Abstract

This chapter presents new perspectives for understanding “spirituality” that emerge from its relation with religious styles and schemata in the data of the Bielefeld-based Cross-cultural Study on “Spirituality.” ANOVA results with our focus groups indicate that respondents who self-identify as “more spiritual than religious” in both the USA and Germany have lower scores on truth of texts and teachings (ttt), a subscale of the Religious Schema Scale (RSS); still lower on ttt, however, are the respondents who self-identify as “neither religious nor spiritual” or as “atheists ” or “non-theists.” Results further indicate that self-identification as “spiritual” (“more spiritual atheist /non-theists” excluded) is associated with a preference for xenosophia/ inter-religious dialog (xenos). Religious schema groups, which were constructed according to exclusively high agreement with either ttt, ftr, or xenos, profile the relation of the religious schema ta to “spirituality” and “religion” further and confirm the relation of “spirituality” with dialogical, xenosophic attitudes.
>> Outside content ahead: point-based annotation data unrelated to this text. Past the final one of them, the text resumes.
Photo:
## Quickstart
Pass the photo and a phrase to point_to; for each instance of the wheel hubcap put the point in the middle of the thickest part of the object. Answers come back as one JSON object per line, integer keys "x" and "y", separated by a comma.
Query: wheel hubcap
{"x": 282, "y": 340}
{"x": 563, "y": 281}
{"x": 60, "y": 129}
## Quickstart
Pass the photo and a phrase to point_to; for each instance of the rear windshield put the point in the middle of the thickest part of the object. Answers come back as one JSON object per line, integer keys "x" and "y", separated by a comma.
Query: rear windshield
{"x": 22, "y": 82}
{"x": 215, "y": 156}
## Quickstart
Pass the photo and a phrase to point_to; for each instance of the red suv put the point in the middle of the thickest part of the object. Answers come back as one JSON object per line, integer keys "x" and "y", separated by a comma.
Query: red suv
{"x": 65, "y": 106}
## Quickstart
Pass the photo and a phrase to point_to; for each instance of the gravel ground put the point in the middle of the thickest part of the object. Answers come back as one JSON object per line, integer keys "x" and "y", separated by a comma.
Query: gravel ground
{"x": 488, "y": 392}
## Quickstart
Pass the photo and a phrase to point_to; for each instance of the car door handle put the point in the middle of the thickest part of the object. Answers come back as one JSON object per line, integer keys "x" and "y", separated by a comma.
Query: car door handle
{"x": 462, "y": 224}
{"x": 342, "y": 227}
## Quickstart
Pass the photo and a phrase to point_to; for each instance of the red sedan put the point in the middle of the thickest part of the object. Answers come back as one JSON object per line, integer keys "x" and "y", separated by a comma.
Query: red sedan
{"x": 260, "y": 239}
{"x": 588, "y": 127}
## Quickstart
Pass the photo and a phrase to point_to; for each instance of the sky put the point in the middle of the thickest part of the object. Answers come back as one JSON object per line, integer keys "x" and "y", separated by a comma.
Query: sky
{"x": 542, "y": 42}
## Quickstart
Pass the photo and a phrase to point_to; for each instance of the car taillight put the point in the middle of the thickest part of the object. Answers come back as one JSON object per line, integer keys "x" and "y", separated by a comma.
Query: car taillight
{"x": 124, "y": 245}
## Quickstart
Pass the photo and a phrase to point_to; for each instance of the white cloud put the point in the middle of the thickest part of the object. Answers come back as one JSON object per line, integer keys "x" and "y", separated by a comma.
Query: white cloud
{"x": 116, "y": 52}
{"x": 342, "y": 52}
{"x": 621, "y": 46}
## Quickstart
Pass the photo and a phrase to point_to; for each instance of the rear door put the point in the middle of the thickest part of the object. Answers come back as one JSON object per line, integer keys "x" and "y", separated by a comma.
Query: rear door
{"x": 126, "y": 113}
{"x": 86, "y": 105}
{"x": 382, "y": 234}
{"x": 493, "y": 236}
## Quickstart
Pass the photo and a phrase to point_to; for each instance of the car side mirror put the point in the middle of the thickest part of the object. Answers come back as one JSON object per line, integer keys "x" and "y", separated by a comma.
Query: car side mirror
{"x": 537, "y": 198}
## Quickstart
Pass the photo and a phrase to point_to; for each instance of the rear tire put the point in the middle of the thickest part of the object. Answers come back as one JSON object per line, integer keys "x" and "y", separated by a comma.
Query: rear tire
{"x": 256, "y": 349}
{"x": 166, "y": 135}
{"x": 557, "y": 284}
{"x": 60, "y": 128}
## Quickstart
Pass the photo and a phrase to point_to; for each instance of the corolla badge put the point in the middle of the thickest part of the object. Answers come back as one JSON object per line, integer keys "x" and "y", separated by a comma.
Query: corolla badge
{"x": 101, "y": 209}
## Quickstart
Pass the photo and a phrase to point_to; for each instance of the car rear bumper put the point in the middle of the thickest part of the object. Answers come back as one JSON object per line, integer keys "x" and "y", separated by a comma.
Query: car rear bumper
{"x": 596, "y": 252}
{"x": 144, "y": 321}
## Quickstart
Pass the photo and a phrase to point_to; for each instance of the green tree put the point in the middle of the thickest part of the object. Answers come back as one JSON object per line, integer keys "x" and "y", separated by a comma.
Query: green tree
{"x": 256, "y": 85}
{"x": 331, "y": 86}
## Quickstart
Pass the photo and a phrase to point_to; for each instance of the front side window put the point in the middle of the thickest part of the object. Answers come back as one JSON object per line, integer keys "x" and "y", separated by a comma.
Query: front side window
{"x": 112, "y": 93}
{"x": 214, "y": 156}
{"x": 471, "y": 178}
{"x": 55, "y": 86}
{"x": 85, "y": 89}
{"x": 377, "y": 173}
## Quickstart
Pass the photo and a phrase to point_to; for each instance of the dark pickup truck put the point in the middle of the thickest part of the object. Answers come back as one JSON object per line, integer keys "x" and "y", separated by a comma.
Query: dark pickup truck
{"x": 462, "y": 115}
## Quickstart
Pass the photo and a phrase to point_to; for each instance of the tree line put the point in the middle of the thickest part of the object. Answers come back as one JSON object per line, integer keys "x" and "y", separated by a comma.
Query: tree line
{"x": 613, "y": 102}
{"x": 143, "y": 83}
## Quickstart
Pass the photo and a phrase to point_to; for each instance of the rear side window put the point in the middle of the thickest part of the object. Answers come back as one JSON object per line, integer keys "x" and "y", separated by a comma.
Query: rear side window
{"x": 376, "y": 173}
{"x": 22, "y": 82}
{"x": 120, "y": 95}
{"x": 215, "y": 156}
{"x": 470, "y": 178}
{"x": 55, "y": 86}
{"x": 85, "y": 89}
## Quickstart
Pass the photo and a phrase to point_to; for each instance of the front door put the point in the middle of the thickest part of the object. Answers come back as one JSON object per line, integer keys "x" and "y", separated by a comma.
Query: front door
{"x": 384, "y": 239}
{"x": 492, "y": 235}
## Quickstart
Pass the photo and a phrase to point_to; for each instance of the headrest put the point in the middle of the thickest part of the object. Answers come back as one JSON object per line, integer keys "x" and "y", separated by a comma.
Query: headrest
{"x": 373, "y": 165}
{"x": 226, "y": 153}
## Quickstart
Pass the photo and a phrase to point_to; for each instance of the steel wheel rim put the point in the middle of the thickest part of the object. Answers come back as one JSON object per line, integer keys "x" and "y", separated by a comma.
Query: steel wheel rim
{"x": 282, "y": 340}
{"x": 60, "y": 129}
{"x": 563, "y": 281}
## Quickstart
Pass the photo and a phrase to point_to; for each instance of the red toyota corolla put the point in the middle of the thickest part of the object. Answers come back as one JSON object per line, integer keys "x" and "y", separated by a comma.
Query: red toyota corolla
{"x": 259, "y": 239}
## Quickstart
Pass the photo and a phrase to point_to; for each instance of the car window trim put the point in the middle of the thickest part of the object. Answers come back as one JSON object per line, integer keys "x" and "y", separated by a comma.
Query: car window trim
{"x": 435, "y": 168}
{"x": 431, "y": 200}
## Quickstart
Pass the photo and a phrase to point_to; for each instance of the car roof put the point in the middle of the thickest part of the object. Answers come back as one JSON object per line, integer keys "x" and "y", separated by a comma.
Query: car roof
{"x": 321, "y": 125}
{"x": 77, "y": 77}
Finally, regression and mediation analyses using structural equation modelling show that ttt predicts the self-attribution “religious” stronger than the self-attribution “spiritual,” while xenos for most respondents predicts the self-attribution “spiritual,” rather than the self-attribution “religious.” The religious schema ta have strong effects in predicting and mediating the predictions on self-rated “religion” and, more important for our project, on self-rated “spirituality.”